Alberto Fernández

Personal information
- Full name: Alberto Fernández García
- Date of birth: 9 July 1999 (age 26)
- Place of birth: Moratalla, Spain
- Height: 1.66 m (5 ft 5 in)
- Position: Attacking midfielder

Team information
- Current team: Akritas Chlorakas
- Number: 14

Youth career
- 2009–2011: Caravaca
- 2011–2012: La Unión
- 2012–2013: Almería
- 2013–2018: Real Madrid

Senior career*
- Years: Team / Apps / (Gls)
- 2018–2020: Real Madrid B / 31 / (3)
- 2019–2020: → Fuenlabrada (loan) / 6 / (0)
- 2020–2022: UCAM Murcia / 52 / (6)
- 2022–2023: Sabadell / 28 / (4)
- 2023–2024: Rayo Majadahonda / 32 / (0)
- 2024–2025: Omonia 29M / 26 / (1)
- 2025–: Akritas Chlorakas / 28 / (1)

International career
- 2017: Spain U19 / 1 / (0)

= Alberto Fernández (footballer, born 1999) =

Spanish footballer

Alberto Fernández García (born 9 July 1999) is a Spanish professional footballer for Cypriot First Division club Akritas Chlorakas. Mainly an attacking midfielder, who can also play as a winger.

==Club career==
Born in Moratalla, Region of Murcia, Alberto joined Real Madrid's La Fábrica in 2013, from UD Almería. Promoted to the reserves ahead of the 2018–19 season, he made his senior debut on 26 August 2018 by playing the last 21 minutes in a 2–0 Segunda División B home defeat of UD Las Palmas Atlético.

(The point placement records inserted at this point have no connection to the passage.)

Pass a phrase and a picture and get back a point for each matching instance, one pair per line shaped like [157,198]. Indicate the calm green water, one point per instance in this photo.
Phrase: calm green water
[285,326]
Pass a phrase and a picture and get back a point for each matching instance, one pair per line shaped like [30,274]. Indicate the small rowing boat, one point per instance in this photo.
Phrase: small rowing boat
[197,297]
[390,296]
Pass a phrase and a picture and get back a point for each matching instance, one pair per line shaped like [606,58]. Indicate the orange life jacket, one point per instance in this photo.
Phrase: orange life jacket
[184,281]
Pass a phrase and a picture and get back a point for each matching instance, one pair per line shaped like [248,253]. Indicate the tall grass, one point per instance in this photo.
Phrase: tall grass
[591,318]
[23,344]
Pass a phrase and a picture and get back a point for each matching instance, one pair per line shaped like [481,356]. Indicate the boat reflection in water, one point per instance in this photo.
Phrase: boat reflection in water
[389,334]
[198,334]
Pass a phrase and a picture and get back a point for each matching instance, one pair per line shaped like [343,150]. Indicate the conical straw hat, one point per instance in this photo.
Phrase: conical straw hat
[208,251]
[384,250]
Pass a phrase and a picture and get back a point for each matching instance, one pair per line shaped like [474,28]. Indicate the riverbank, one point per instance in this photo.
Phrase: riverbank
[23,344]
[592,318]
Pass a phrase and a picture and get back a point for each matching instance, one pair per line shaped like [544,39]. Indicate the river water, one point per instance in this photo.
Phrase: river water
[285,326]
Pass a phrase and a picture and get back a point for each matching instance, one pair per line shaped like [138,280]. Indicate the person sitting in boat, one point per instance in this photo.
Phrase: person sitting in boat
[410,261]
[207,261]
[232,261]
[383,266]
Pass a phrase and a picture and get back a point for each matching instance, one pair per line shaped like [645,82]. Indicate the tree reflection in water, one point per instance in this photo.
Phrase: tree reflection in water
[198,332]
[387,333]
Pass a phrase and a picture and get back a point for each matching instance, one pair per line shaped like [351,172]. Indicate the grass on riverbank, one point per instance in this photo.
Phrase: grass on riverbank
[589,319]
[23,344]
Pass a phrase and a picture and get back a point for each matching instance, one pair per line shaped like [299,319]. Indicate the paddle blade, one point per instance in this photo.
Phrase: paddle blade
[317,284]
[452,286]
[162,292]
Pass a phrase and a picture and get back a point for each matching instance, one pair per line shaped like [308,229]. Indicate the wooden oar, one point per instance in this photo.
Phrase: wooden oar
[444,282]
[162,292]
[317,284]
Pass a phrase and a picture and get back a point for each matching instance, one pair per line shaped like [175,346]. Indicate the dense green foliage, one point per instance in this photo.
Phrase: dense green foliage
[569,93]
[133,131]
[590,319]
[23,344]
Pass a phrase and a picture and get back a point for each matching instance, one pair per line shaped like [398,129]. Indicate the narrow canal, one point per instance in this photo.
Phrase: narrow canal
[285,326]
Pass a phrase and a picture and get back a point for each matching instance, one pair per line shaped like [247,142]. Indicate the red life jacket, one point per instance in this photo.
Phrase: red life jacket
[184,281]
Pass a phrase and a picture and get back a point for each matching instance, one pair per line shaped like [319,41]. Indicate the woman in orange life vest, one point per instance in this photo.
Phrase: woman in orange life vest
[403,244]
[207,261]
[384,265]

Alberto scored his first senior goals on 17 February 2019, netting a brace in a 3–2 away win against CDA Navalcarnero. He finished the season with three goals in 31 appearances, but suffered a knee injury in May, eventually missing the promotion play-offs.

On 14 August 2019, despite being injured, Alberto was loaned to Segunda División newcomers CF Fuenlabrada, for one year. He made his professional debut on 2 February of the following year, coming on as a late substitute for Caye Quintana in a 0–1 home loss against Girona FC.

On 7 September 2020, he was loaned to UCAM Murcia for the 2020–21 season.